A personalized rehabilitation program could be applied to subjects with this disorder to reduce pain, intensity and number of hyperkinetic movements, consequent awareness, and disability in ADL. Obsessive–compulsive disorders, included eating disorders, could be treated with individual therapy, group counseling and skills training, cognitive behavioral therapy, psychodynamic therapy, mindfulness-based approaches, and yoga therapy. Occupational therapy, introduced early, improves fine and gross motor skills and motor planning.
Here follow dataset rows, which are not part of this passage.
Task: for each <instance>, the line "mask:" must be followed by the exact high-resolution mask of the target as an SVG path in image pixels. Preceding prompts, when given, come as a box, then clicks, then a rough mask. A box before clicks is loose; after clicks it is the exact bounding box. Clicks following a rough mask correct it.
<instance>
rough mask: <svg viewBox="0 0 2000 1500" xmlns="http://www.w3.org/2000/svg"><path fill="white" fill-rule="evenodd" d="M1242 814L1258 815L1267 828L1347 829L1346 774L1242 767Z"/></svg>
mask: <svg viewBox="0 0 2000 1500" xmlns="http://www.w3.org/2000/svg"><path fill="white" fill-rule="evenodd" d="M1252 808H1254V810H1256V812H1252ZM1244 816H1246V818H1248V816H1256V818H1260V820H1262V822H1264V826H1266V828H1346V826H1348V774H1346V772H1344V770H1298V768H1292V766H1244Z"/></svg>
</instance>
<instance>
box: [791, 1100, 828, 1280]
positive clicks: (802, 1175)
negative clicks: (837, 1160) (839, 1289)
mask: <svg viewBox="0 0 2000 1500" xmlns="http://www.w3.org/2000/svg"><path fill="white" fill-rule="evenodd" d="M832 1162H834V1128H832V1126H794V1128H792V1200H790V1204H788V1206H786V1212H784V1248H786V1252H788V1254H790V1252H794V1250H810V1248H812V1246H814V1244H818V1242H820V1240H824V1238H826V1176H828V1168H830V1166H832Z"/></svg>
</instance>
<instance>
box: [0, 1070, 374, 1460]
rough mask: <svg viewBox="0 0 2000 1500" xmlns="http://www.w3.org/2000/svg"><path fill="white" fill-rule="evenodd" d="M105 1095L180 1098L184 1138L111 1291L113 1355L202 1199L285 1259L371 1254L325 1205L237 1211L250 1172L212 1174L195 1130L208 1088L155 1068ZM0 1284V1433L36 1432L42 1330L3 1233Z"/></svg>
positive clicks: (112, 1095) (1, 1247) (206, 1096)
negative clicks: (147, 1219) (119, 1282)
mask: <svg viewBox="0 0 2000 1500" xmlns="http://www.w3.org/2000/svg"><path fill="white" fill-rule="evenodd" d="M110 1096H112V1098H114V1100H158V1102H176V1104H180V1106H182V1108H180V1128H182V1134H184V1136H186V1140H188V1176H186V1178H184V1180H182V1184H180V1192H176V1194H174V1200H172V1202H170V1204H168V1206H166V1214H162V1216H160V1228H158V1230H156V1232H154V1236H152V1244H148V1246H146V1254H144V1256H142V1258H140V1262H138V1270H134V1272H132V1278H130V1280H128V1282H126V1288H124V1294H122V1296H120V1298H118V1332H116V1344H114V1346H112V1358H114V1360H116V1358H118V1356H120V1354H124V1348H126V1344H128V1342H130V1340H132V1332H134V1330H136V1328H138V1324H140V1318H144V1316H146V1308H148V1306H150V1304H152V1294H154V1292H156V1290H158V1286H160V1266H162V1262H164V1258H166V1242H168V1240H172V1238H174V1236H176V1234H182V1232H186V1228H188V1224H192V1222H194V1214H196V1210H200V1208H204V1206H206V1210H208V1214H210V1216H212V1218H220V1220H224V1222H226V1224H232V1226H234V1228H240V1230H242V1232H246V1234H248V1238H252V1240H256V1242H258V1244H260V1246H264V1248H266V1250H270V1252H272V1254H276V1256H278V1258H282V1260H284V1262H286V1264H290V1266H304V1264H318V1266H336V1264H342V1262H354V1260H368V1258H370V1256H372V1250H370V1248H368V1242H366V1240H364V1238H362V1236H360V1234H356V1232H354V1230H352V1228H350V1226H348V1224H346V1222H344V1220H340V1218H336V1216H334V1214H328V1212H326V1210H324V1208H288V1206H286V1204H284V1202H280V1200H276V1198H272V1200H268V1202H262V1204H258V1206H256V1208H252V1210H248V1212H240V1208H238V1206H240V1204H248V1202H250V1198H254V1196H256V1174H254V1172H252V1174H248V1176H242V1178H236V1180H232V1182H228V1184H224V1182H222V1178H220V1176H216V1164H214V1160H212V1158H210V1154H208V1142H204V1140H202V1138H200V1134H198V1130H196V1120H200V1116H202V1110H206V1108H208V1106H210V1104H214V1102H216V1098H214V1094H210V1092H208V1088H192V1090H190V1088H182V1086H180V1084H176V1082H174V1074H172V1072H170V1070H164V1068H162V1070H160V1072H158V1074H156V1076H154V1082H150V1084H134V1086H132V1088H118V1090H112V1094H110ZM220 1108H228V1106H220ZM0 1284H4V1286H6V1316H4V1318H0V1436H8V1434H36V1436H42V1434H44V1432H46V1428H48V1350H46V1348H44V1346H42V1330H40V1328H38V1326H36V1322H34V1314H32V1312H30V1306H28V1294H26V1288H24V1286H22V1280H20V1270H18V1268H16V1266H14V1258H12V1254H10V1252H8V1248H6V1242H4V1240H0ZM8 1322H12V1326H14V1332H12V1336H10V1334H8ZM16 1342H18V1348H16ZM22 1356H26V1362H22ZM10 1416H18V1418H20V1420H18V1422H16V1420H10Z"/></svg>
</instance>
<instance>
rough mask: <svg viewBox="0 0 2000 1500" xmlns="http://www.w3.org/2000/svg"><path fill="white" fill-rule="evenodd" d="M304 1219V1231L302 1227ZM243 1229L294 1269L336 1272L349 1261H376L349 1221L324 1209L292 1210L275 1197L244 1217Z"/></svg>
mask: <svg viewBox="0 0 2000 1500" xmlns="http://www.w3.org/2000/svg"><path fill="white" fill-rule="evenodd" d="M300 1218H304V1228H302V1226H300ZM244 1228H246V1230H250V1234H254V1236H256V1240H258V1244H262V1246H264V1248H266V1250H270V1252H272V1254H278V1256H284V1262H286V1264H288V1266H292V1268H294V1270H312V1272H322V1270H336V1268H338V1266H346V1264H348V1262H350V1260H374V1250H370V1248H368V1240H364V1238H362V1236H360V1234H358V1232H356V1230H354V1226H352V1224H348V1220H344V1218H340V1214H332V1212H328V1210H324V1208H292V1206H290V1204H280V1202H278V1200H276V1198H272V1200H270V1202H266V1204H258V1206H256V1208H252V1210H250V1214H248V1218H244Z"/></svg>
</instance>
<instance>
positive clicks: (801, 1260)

During our study, we have seen how the proposed IVIG treatment has benefited our patients, although not all of them, being in line with the studies already present in the literature from which we took inspiration and used the same immunoglobulin dosages.
Considering the variability of a disease still under study, we have taken as a good result the simple clinical improvement of at least one degree of decrease (according to the CY-BOCS), lasting at least one year. Considering the great impairment during their lives that extreme-grade patients have, moving to a lower grade brings enormous improvements in daily living. Considering the heterogeneity of the studied group, the short observation time, and the still unclear pathogenic mechanisms of PANS/PANDAS, we cannot establish the correct definitive therapy; however, the encouraging data from this and other studies can tell us that we are not far from a better understanding of this disease.
Surely, more precise knowledge about the pathogenic mechanisms at the basis of neuropsychiatric impairment involved in these disturbances could help researchers to identify more effective and shared therapeutic approaches and confirm the accuracy of IVIG treatment. However, from the review, we did try to create a clear idea on the importance of rehabilitation therapy; it is clear that this therapy is eligible to be an added value of proven utility associated with drug and other therapy in PANS/PANDAS. A rehabilitation program must be tailored to a child’s specific needs, and the exercises must build specific weak skills. Personalized rehabilitation training could improve the movement disorders of patients with PANS/PANDAS.